- Born: 10 January 1954 (age 72) Yangon, Myanmar
- Occupations: CEO of Aung Ko Latt Motion Pictures; Director, Cinematographer, Producer, Musician;
- Notable work: Kayan Beauties; The Sun, The Moon and The Truth;

= Aung Ko Latt =

Burmese director, musician

Aung Ko Latt (အောင်ကိုလတ်; born 10 January 1954), also known as James Patrick, is a Burmese director, cinematographer, storyboard artist and musician. He is the CEO of Aung Ko Latt Motion Pictures.

==Career==
After having lived in Japan in the late 1980s and early 1990s, Aung Ko Latt returned to Myanmar to shoot TV commercials. He was the first director in Myanmar to create concept-driven advertising rather than basic product promotions.

In 2012 he storyboarded, directed, produced, and shot the feature film Kayan Beauties (Kayan Ahla in Myanmar), which was the first film in Myanmar to be shot using HD technology. It was also the first film to use the Dolby Digital Surround EX sound system.

The film won the Special Jury Award at the ASEAN International Film Festival (AIFFA) and Awards in Kuching, Malaysia in March 2013, on the back of two nominations: Best Director of Photography (Aung Ko Latt) and Best Supporting Actress (Rose Mary).

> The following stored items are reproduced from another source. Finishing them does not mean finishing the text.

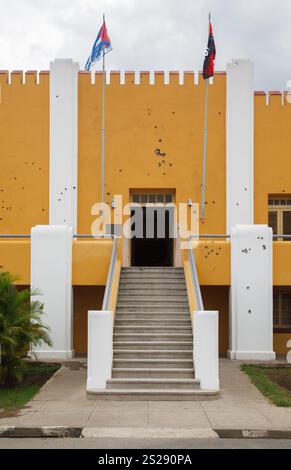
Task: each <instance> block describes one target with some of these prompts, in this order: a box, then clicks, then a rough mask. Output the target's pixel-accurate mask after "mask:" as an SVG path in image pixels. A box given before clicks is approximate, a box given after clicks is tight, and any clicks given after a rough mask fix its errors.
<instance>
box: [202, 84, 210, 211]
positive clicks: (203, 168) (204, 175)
mask: <svg viewBox="0 0 291 470" xmlns="http://www.w3.org/2000/svg"><path fill="white" fill-rule="evenodd" d="M208 97H209V78H208V79H207V80H206V83H205V102H204V129H203V134H204V136H203V163H202V190H201V219H202V220H204V218H205V181H206V161H207V133H208V128H207V125H208Z"/></svg>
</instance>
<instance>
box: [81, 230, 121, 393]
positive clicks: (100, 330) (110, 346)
mask: <svg viewBox="0 0 291 470" xmlns="http://www.w3.org/2000/svg"><path fill="white" fill-rule="evenodd" d="M116 261H117V238H114V242H113V247H112V254H111V259H110V264H109V270H108V275H107V282H106V287H105V293H104V298H103V305H102V310H99V311H97V310H89V311H88V372H87V392H94V391H96V390H101V389H105V388H106V382H107V380H109V379H111V377H112V362H113V323H114V312H112V311H110V310H109V306H110V294H111V291H112V284H113V279H114V271H115V266H116Z"/></svg>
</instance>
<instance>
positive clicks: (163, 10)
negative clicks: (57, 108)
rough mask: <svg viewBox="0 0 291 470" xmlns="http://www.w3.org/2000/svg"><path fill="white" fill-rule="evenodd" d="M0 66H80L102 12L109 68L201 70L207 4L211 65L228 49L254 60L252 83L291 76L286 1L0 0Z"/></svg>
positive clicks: (91, 39)
mask: <svg viewBox="0 0 291 470" xmlns="http://www.w3.org/2000/svg"><path fill="white" fill-rule="evenodd" d="M0 4H1V17H0V28H1V37H0V51H1V53H0V67H1V68H2V69H24V70H26V69H47V68H48V67H49V62H50V61H51V60H53V59H54V58H55V57H72V58H73V59H74V60H77V61H78V62H79V63H80V66H81V68H83V66H84V64H85V62H86V59H87V56H88V54H89V52H90V49H91V47H92V43H93V41H94V39H95V37H96V34H97V32H98V29H99V28H100V25H101V22H102V13H103V11H104V12H105V13H106V17H107V26H108V30H109V33H110V36H111V40H112V43H113V48H114V50H113V52H111V53H110V54H108V56H107V66H108V68H110V69H123V70H129V69H136V70H144V69H149V70H154V69H156V70H157V69H158V70H161V69H165V70H175V69H176V70H177V69H178V70H189V69H190V70H191V69H194V70H199V69H201V66H202V62H203V55H204V50H205V46H206V41H207V15H208V11H209V10H211V13H212V17H213V26H214V33H215V39H216V43H217V52H218V55H217V64H216V68H217V69H220V70H223V69H225V66H226V63H227V62H228V61H230V60H231V59H232V58H233V57H235V58H250V59H252V60H253V61H254V62H255V70H256V87H257V88H262V89H282V88H285V86H286V82H287V80H288V79H290V78H291V64H290V45H289V44H290V39H291V29H290V25H289V23H290V21H289V20H290V18H291V2H286V0H277V1H276V2H274V0H236V1H233V0H49V1H47V0H25V1H23V0H9V2H7V1H6V0H0Z"/></svg>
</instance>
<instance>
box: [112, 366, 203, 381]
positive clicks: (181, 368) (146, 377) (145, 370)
mask: <svg viewBox="0 0 291 470" xmlns="http://www.w3.org/2000/svg"><path fill="white" fill-rule="evenodd" d="M127 377H135V378H138V377H143V378H147V377H155V378H180V377H182V378H184V379H185V378H189V379H194V370H193V369H188V368H186V369H182V368H178V369H176V368H162V369H159V368H148V369H146V368H133V367H125V368H121V367H120V368H119V367H118V368H116V367H113V369H112V378H127Z"/></svg>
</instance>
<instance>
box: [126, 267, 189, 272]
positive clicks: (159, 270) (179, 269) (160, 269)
mask: <svg viewBox="0 0 291 470" xmlns="http://www.w3.org/2000/svg"><path fill="white" fill-rule="evenodd" d="M145 271H146V272H149V271H156V272H158V271H161V272H165V271H171V272H177V273H178V272H184V269H183V268H174V267H173V266H131V267H128V268H125V267H124V268H121V272H122V273H124V272H125V273H126V272H131V273H132V272H138V273H140V272H145Z"/></svg>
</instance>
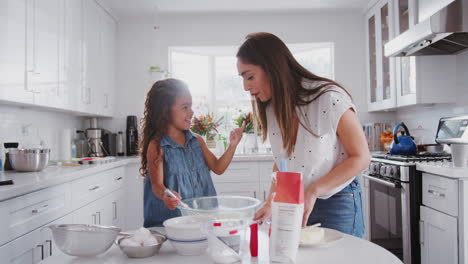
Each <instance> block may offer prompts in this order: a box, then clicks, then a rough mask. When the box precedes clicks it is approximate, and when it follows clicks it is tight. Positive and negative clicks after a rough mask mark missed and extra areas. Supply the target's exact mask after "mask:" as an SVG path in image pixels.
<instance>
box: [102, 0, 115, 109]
mask: <svg viewBox="0 0 468 264" xmlns="http://www.w3.org/2000/svg"><path fill="white" fill-rule="evenodd" d="M100 10H101V11H100V18H101V20H100V21H101V42H100V54H101V60H100V63H101V66H100V68H101V71H102V75H101V76H100V78H99V81H100V85H99V86H100V87H101V88H102V90H101V91H100V92H99V94H98V101H101V104H100V105H99V107H98V108H99V109H100V113H101V114H102V115H106V116H112V114H113V111H114V103H113V102H114V92H113V91H114V86H115V83H114V78H115V76H114V69H115V67H114V65H115V42H116V40H115V34H116V32H115V31H116V26H115V22H114V20H113V19H112V17H110V16H109V15H108V14H107V13H106V12H105V11H104V10H103V9H100Z"/></svg>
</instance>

On December 29, 2013, Aung Ko Latt won the Best Cinematography Award for Kayan Beauties at the 56th Annual Myanmar Academy Awards ceremonies. The film also won the Award for Best Sound.

In 2015, Aung Ko Latt directed the eight-part television series, The Sun, The Moon and The Truth about real-life legal cases concerning land rights, industrial relations, human trafficking, defamation, wrongful dismissal and fraud in Myanmar. He co-produced the series through his company Aung Ko Latt Motion Pictures.

==Filmography==
===Films===
- Kayan Beauties (2012)
- Gandaba: Strings of a Broken Harp (2020)

===TV shows===
He was involved as a Judge in Myanmar Idol Season 4 (2019).
- The Sun, The Moon and The Truth (2015)

== Personal life ==
Aung Ko Latt was married to Tin Moe Khaing (Julie Conway), a His son J-Me is a prominent rapper in Myanmar.